No surprises as to what is making me cross this week. And I’m not surprised to find that much of the cheap honey being sold in supermarkets is not 100% honey. Nor is it 100% Australian product.

Vegans don’t eat honey. I don’t understand this. I do respect those who choose not to eat animals. I’m not so sure about fish, but then my Dad was an enthusiastic angler.  I don’t enjoy seeing fish struggle, or removing the hook. Oh alright I’ve never done more than sun myself on the deck!

But when it comes to honey I’m very confused. How can you give up honey? Where are the swarms of bees demanding the return of their stolen honey? Me? I’m keen on bees. I’ve never been stung (oh, here we go) and they don’t bother me, and I don’t bother them when out gardening.

However, honey is a product of living creatures, as are milk and eggs. If we treat these providers well it doesn’t seem unfair. I will never give up eggs. They are an integral part of Jewish cooking and have the status of being neither milk nor meat, they may be freely eaten. Jews will know what I mean, Orthodox Jews are forbidden from eating milk and meat in the same meal. Eggs go both ways. I buy organically produced eggs and hope the chooks are having fun.

So while I have never visited ‘the land of milk and honey’, I am convinced of the sanctity of those foods. I’ll just add bread of course, with apologies to those restricted to the gluten-free kind. These are staple foods we have eaten for millenia.

But honey!! Honey is indeed the nectar of the gods, it is sublime. It is also the only food which never goes bad. It may go hard but can be made runny again. It is a natural sweetener and I don’t know why anyone would want to eat honey that isn’t honey.

I could rant about the damage the demand for cheap food is doing to farmers and to the environment. But you have probably heard it all before. I do understand that we can only eat food we can afford. I  believe that most of us do buy the best we can afford.

Good honey can be found everywhere. At the moment I’m eating honey from the hives kept in bushland by a work colleague. Let me know if you would like contact details.
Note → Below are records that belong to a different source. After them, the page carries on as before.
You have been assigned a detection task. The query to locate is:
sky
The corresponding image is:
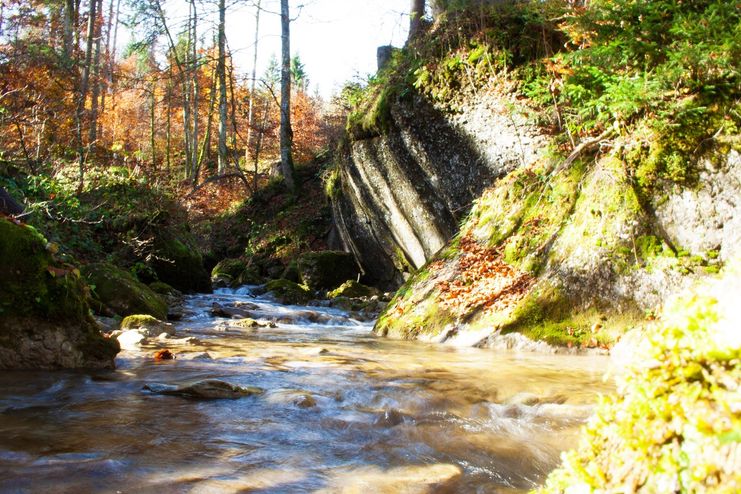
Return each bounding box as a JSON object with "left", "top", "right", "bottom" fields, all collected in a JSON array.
[{"left": 151, "top": 0, "right": 411, "bottom": 99}]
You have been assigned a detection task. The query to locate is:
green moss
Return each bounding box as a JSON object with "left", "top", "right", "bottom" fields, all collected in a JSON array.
[
  {"left": 327, "top": 280, "right": 380, "bottom": 299},
  {"left": 265, "top": 279, "right": 312, "bottom": 305},
  {"left": 211, "top": 258, "right": 248, "bottom": 281},
  {"left": 120, "top": 314, "right": 161, "bottom": 330},
  {"left": 152, "top": 232, "right": 211, "bottom": 293},
  {"left": 149, "top": 281, "right": 180, "bottom": 297},
  {"left": 537, "top": 266, "right": 741, "bottom": 492},
  {"left": 83, "top": 262, "right": 168, "bottom": 320}
]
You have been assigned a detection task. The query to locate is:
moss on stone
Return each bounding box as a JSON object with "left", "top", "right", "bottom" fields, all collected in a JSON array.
[
  {"left": 120, "top": 314, "right": 159, "bottom": 330},
  {"left": 327, "top": 280, "right": 380, "bottom": 299},
  {"left": 211, "top": 258, "right": 247, "bottom": 281},
  {"left": 149, "top": 281, "right": 181, "bottom": 297},
  {"left": 0, "top": 218, "right": 119, "bottom": 369},
  {"left": 537, "top": 263, "right": 741, "bottom": 492},
  {"left": 265, "top": 279, "right": 312, "bottom": 305},
  {"left": 83, "top": 262, "right": 168, "bottom": 320}
]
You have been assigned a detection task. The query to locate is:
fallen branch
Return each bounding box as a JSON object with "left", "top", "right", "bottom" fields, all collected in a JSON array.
[{"left": 550, "top": 126, "right": 616, "bottom": 177}]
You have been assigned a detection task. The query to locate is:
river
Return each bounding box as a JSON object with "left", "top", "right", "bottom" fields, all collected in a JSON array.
[{"left": 0, "top": 287, "right": 612, "bottom": 493}]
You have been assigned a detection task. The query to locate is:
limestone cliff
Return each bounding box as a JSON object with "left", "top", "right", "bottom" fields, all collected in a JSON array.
[{"left": 331, "top": 1, "right": 740, "bottom": 348}]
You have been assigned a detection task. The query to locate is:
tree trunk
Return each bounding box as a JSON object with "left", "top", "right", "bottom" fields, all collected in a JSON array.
[
  {"left": 409, "top": 0, "right": 426, "bottom": 38},
  {"left": 76, "top": 0, "right": 99, "bottom": 192},
  {"left": 63, "top": 0, "right": 76, "bottom": 62},
  {"left": 190, "top": 0, "right": 199, "bottom": 182},
  {"left": 246, "top": 0, "right": 261, "bottom": 193},
  {"left": 88, "top": 0, "right": 103, "bottom": 148},
  {"left": 279, "top": 0, "right": 296, "bottom": 193},
  {"left": 216, "top": 0, "right": 228, "bottom": 173}
]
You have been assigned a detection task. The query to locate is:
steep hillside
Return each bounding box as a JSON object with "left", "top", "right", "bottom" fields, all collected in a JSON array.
[{"left": 333, "top": 0, "right": 740, "bottom": 348}]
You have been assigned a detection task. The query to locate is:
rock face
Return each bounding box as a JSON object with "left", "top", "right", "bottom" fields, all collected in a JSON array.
[
  {"left": 83, "top": 263, "right": 168, "bottom": 320},
  {"left": 0, "top": 219, "right": 119, "bottom": 369},
  {"left": 332, "top": 92, "right": 546, "bottom": 289}
]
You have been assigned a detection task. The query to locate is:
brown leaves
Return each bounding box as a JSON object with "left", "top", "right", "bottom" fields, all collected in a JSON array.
[
  {"left": 153, "top": 349, "right": 175, "bottom": 361},
  {"left": 436, "top": 235, "right": 534, "bottom": 316}
]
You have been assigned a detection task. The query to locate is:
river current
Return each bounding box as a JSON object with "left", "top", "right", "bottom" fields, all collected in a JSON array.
[{"left": 0, "top": 287, "right": 611, "bottom": 493}]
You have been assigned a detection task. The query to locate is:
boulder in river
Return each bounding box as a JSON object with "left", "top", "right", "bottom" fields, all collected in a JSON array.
[
  {"left": 120, "top": 314, "right": 175, "bottom": 336},
  {"left": 0, "top": 218, "right": 119, "bottom": 369},
  {"left": 319, "top": 463, "right": 463, "bottom": 493},
  {"left": 83, "top": 262, "right": 168, "bottom": 320},
  {"left": 327, "top": 280, "right": 380, "bottom": 299},
  {"left": 143, "top": 379, "right": 264, "bottom": 400},
  {"left": 150, "top": 231, "right": 212, "bottom": 293},
  {"left": 264, "top": 279, "right": 312, "bottom": 305}
]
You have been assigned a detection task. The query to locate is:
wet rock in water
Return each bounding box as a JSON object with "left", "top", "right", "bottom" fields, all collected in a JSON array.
[
  {"left": 264, "top": 279, "right": 312, "bottom": 305},
  {"left": 116, "top": 330, "right": 147, "bottom": 350},
  {"left": 210, "top": 302, "right": 258, "bottom": 319},
  {"left": 178, "top": 352, "right": 212, "bottom": 361},
  {"left": 232, "top": 318, "right": 266, "bottom": 329},
  {"left": 143, "top": 379, "right": 264, "bottom": 400},
  {"left": 120, "top": 314, "right": 175, "bottom": 337},
  {"left": 327, "top": 280, "right": 380, "bottom": 299},
  {"left": 319, "top": 463, "right": 462, "bottom": 494},
  {"left": 233, "top": 301, "right": 259, "bottom": 310},
  {"left": 153, "top": 349, "right": 174, "bottom": 361},
  {"left": 374, "top": 408, "right": 406, "bottom": 427},
  {"left": 156, "top": 334, "right": 200, "bottom": 345},
  {"left": 265, "top": 389, "right": 318, "bottom": 409}
]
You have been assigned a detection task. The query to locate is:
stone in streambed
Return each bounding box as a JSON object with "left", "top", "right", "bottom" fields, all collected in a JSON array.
[
  {"left": 264, "top": 279, "right": 312, "bottom": 305},
  {"left": 143, "top": 379, "right": 264, "bottom": 400},
  {"left": 82, "top": 262, "right": 168, "bottom": 320},
  {"left": 318, "top": 463, "right": 463, "bottom": 493},
  {"left": 120, "top": 314, "right": 174, "bottom": 336}
]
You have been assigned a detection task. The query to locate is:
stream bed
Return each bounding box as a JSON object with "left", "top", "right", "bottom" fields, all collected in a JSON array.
[{"left": 0, "top": 287, "right": 612, "bottom": 493}]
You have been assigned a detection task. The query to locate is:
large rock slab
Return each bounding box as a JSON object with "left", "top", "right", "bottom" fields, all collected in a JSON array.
[{"left": 0, "top": 219, "right": 119, "bottom": 369}]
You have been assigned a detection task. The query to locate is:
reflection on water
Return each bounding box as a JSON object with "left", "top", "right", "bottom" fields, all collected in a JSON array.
[{"left": 0, "top": 287, "right": 612, "bottom": 493}]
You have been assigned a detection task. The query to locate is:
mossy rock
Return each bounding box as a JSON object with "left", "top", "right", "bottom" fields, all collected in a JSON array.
[
  {"left": 148, "top": 281, "right": 181, "bottom": 298},
  {"left": 327, "top": 280, "right": 380, "bottom": 299},
  {"left": 0, "top": 218, "right": 118, "bottom": 369},
  {"left": 151, "top": 231, "right": 211, "bottom": 293},
  {"left": 265, "top": 279, "right": 312, "bottom": 305},
  {"left": 296, "top": 251, "right": 359, "bottom": 291},
  {"left": 83, "top": 262, "right": 168, "bottom": 320},
  {"left": 120, "top": 314, "right": 174, "bottom": 336}
]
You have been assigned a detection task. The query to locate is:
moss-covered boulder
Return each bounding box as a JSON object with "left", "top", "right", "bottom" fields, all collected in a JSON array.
[
  {"left": 0, "top": 218, "right": 119, "bottom": 369},
  {"left": 265, "top": 279, "right": 312, "bottom": 305},
  {"left": 211, "top": 258, "right": 263, "bottom": 287},
  {"left": 120, "top": 314, "right": 174, "bottom": 336},
  {"left": 296, "top": 251, "right": 359, "bottom": 291},
  {"left": 151, "top": 231, "right": 211, "bottom": 293},
  {"left": 83, "top": 262, "right": 168, "bottom": 320},
  {"left": 327, "top": 280, "right": 380, "bottom": 299},
  {"left": 538, "top": 262, "right": 741, "bottom": 493}
]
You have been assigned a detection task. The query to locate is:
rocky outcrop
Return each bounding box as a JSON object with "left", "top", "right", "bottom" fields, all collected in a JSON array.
[
  {"left": 0, "top": 219, "right": 119, "bottom": 369},
  {"left": 332, "top": 91, "right": 547, "bottom": 289}
]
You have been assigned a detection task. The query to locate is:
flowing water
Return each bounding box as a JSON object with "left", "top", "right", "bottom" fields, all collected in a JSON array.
[{"left": 0, "top": 287, "right": 612, "bottom": 493}]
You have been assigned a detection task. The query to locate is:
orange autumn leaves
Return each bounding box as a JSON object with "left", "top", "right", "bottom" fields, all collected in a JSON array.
[{"left": 436, "top": 235, "right": 534, "bottom": 317}]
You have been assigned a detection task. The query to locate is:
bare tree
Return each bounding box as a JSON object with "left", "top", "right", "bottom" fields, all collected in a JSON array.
[
  {"left": 409, "top": 0, "right": 426, "bottom": 38},
  {"left": 246, "top": 0, "right": 261, "bottom": 193},
  {"left": 217, "top": 0, "right": 228, "bottom": 173},
  {"left": 279, "top": 0, "right": 296, "bottom": 192}
]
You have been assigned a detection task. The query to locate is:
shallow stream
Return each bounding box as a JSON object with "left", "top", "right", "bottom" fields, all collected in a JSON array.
[{"left": 0, "top": 287, "right": 612, "bottom": 493}]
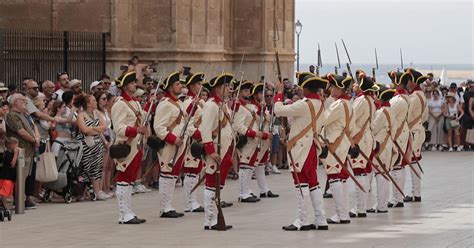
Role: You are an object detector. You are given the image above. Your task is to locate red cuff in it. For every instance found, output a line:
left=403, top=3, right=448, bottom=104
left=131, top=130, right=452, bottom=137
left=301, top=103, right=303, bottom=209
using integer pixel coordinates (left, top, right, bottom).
left=192, top=130, right=202, bottom=140
left=125, top=126, right=138, bottom=138
left=246, top=129, right=257, bottom=138
left=164, top=132, right=177, bottom=144
left=261, top=132, right=269, bottom=140
left=203, top=142, right=215, bottom=155
left=274, top=93, right=284, bottom=102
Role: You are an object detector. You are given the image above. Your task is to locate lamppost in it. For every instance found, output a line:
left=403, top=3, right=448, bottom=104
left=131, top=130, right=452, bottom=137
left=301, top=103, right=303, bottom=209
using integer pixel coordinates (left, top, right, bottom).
left=295, top=20, right=303, bottom=71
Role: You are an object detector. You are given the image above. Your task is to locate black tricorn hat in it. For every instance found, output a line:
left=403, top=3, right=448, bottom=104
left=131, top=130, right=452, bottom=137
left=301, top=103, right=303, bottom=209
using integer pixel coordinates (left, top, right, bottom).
left=207, top=73, right=234, bottom=88
left=324, top=73, right=352, bottom=89
left=358, top=71, right=379, bottom=92
left=375, top=85, right=397, bottom=102
left=161, top=71, right=181, bottom=90
left=298, top=76, right=329, bottom=90
left=115, top=71, right=137, bottom=88
left=296, top=72, right=316, bottom=86
left=405, top=68, right=428, bottom=85
left=185, top=72, right=205, bottom=86
left=388, top=71, right=412, bottom=86
left=237, top=80, right=254, bottom=91
left=251, top=83, right=264, bottom=96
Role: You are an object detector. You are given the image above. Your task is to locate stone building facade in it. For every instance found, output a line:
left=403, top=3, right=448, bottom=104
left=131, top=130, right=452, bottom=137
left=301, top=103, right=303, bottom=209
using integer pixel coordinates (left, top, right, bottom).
left=0, top=0, right=295, bottom=82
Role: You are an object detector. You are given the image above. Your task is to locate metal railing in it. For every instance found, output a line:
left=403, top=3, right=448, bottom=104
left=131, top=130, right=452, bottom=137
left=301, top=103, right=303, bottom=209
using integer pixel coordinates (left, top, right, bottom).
left=0, top=29, right=106, bottom=90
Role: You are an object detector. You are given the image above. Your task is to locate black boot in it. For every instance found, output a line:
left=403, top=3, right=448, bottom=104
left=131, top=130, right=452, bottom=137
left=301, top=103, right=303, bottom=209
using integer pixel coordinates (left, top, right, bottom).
left=357, top=213, right=367, bottom=218
left=239, top=196, right=260, bottom=203
left=204, top=224, right=233, bottom=231
left=414, top=196, right=421, bottom=202
left=260, top=191, right=279, bottom=198
left=119, top=216, right=146, bottom=224
left=367, top=208, right=376, bottom=213
left=191, top=206, right=205, bottom=213
left=323, top=193, right=333, bottom=198
left=220, top=201, right=233, bottom=208
left=160, top=210, right=184, bottom=218
left=403, top=196, right=414, bottom=202
left=282, top=224, right=315, bottom=231
left=349, top=212, right=357, bottom=218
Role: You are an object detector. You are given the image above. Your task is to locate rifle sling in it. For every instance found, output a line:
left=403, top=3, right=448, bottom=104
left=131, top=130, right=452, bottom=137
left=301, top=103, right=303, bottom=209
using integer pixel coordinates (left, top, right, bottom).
left=287, top=100, right=323, bottom=151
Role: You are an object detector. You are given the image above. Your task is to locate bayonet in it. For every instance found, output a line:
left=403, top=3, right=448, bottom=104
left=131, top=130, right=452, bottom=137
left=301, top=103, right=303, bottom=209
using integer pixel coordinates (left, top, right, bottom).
left=335, top=42, right=341, bottom=75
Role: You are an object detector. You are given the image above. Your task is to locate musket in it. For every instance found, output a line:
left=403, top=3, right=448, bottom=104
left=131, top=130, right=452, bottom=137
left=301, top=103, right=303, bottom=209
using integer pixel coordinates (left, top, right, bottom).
left=400, top=48, right=404, bottom=70
left=341, top=38, right=358, bottom=84
left=268, top=87, right=276, bottom=133
left=372, top=48, right=379, bottom=81
left=215, top=87, right=226, bottom=230
left=373, top=155, right=405, bottom=197
left=335, top=42, right=341, bottom=75
left=137, top=75, right=163, bottom=150
left=392, top=139, right=421, bottom=179
left=316, top=43, right=322, bottom=76
left=411, top=151, right=424, bottom=174
left=231, top=53, right=246, bottom=121
left=318, top=134, right=366, bottom=193
left=274, top=35, right=303, bottom=197
left=256, top=79, right=266, bottom=151
left=167, top=83, right=205, bottom=167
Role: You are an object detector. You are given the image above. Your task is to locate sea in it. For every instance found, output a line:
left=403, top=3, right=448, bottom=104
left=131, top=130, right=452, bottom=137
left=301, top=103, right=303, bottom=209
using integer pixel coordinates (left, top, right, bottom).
left=298, top=63, right=473, bottom=85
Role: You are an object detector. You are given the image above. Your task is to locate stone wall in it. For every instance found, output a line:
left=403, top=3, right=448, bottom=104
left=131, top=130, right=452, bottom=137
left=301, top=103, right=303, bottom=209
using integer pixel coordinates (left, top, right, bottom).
left=0, top=0, right=295, bottom=82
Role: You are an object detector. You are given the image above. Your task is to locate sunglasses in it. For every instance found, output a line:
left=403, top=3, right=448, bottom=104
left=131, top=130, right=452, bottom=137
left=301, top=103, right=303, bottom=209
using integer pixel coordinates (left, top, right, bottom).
left=96, top=88, right=104, bottom=91
left=0, top=90, right=7, bottom=93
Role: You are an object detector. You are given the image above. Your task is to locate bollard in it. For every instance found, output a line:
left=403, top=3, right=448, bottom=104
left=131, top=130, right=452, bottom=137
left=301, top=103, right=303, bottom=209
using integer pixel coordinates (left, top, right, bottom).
left=15, top=148, right=25, bottom=214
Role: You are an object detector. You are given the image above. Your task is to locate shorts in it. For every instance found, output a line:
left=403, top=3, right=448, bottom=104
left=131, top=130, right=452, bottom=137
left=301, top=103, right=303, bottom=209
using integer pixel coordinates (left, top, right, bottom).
left=0, top=179, right=14, bottom=197
left=271, top=134, right=280, bottom=153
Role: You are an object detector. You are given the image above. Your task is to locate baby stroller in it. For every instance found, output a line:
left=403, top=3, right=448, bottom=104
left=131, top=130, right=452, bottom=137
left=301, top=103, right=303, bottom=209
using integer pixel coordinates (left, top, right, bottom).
left=42, top=140, right=95, bottom=203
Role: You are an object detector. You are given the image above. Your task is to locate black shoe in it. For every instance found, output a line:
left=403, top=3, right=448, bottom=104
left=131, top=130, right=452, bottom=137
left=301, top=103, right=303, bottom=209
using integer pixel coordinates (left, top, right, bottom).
left=239, top=196, right=260, bottom=203
left=260, top=191, right=279, bottom=198
left=119, top=216, right=146, bottom=224
left=414, top=196, right=421, bottom=202
left=160, top=210, right=184, bottom=218
left=376, top=210, right=388, bottom=213
left=357, top=213, right=367, bottom=218
left=282, top=224, right=314, bottom=231
left=340, top=219, right=351, bottom=224
left=367, top=208, right=376, bottom=213
left=250, top=193, right=260, bottom=200
left=349, top=212, right=357, bottom=218
left=404, top=196, right=414, bottom=202
left=204, top=224, right=233, bottom=230
left=25, top=200, right=38, bottom=210
left=394, top=202, right=404, bottom=208
left=220, top=201, right=233, bottom=208
left=316, top=225, right=329, bottom=230
left=191, top=206, right=205, bottom=213
left=323, top=193, right=333, bottom=198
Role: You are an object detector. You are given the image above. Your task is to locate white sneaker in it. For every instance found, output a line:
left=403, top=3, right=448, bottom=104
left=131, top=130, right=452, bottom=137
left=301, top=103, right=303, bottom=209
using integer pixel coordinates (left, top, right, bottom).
left=448, top=147, right=454, bottom=152
left=96, top=191, right=108, bottom=201
left=271, top=165, right=281, bottom=174
left=457, top=146, right=463, bottom=152
left=431, top=146, right=437, bottom=151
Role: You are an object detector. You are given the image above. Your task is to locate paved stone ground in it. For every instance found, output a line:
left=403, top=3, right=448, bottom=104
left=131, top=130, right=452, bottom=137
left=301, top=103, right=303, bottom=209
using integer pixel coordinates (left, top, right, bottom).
left=1, top=152, right=473, bottom=248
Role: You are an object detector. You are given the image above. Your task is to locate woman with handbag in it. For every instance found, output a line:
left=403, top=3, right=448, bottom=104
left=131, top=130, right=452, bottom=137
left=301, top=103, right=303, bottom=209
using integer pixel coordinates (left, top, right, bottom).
left=74, top=94, right=108, bottom=200
left=443, top=92, right=464, bottom=152
left=427, top=90, right=444, bottom=150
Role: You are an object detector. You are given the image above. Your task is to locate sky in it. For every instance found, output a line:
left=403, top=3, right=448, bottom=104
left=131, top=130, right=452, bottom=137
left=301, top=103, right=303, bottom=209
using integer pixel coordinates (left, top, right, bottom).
left=295, top=0, right=473, bottom=66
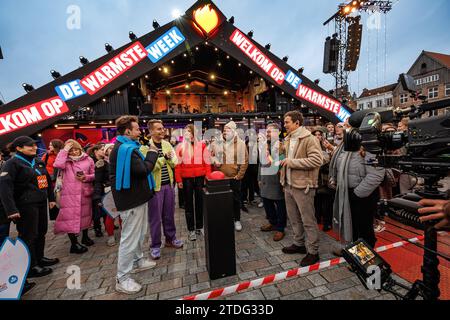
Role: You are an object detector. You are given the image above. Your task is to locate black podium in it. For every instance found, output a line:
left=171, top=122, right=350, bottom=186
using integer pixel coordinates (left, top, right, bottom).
left=203, top=178, right=236, bottom=280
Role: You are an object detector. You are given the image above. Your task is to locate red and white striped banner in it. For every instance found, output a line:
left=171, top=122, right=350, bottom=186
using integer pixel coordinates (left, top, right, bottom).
left=182, top=235, right=425, bottom=300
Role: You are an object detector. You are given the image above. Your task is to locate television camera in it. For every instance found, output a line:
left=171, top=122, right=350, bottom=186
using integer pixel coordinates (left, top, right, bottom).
left=342, top=74, right=450, bottom=300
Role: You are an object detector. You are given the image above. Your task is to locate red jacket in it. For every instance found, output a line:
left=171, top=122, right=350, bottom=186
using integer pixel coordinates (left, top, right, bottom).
left=42, top=152, right=57, bottom=176
left=175, top=141, right=212, bottom=183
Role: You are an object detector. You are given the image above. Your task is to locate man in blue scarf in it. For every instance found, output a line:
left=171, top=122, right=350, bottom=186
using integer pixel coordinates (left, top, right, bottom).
left=109, top=116, right=159, bottom=295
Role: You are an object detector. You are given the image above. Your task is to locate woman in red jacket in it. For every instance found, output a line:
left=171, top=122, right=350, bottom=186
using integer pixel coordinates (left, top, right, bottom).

I’ve also bought honey from a guy who kept hives about four streets from my house. Okay I do live in the latte-loving Fremantle precinct where I’m privileged to be able to source all manner of local produce. We have an excellent grower’s market nearby where I can get organic meat, bread, eggs and local honey.

I can also carry a basket and pretend I’m in Europe. But chances are that you have a grower’s market nearby. Yes I am a fussy foodista, but buying food from the producer is wonderful. And no local honey producer is going to sell you adulterated rubbish.